First, that there is a difference between data collection and scientific experimentation. The idea, implicit in most of the big data PR, is that one can collect data quite a-theoretically and expect to gain scientific insight. As Chomsky notes that this runs against the accumulated wisdom of the last 200 years of scientific research. As Chomsky compactly put it:
...theory-driven experimental investigation has been the nature of the sciences for the last 500 years.Quite right. Experiments are not just looking. They are looking with an attitude and the tude is a function of theory.
Second, much of what linguistic study has NO relevant data in any conceivable corpus. He cites ECP, but this is just the tip of a very large iceberg. No relevant data, then big data collection is besides the point:
In linguistics we all know that the kind of phenomena that we inquire about are often exotic. They are phenomena that almost never occur. In fact, those are the most interesting phenomena, because they lead you directly to fundamental principles. You could look at data forever, and you’d never figure out the laws, the rules, that are structure dependent. Let alone figure out why. And somehow that’s missed by the Silicon Valley approach of just studying masses of data and hoping something will come out. It doesn’t work in the sciences, and it doesn’t work here.Let me underline one point Chomsky makes: it's the manufactured experimental data that is important to gaining insight.

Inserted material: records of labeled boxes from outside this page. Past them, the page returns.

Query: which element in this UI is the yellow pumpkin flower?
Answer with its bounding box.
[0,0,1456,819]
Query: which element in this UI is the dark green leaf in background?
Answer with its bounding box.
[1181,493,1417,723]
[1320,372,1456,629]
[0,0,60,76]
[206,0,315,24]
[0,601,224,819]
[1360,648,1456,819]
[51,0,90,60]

As in the other sciences, linguists create data not found in the wild and use this factitious data to understand what is happening. Real life data is often (IMO, generally) useless because it is too complex. The aim of good data is to reduce irrelevant interference effects that arise from the interaction of many component causes. Real life data is just that; too complex. In linguistics, of particular importance is negative data; data that some structure is unacceptable or cannot have a specific meaning. This is not the kind of data that Big Data can get because it is data that is missing from everyday usage of language. And yes, PoS arguments are built from this kind of data and that is why they are so useful.
Third, I am still not sure what Chomsky's take on island effects is. One of the interesting debates in the Sprouse and Hornstein volume revolved around whether these were reducible to simple complexity effects. My read on this is that Sprouse and Wagers and Phillips got the better of the discussion and that reducing islands to complexity just wasn't going to fly. I'd be interested to know what others think.
At any rate, take a quick look, as it is short and interesting.
CHomsky's recent Sophia Lectures is another excellent recent source of Chomsky syntax speculation. The lectures (plus an excellent interview by Naomi Fukui and Mihoko Zushi) are contained in volume 64 of Sophia Linguistica. I have no online link, unfortunately. But I recommend getting hold of the volume and reading it. Interesting stuff.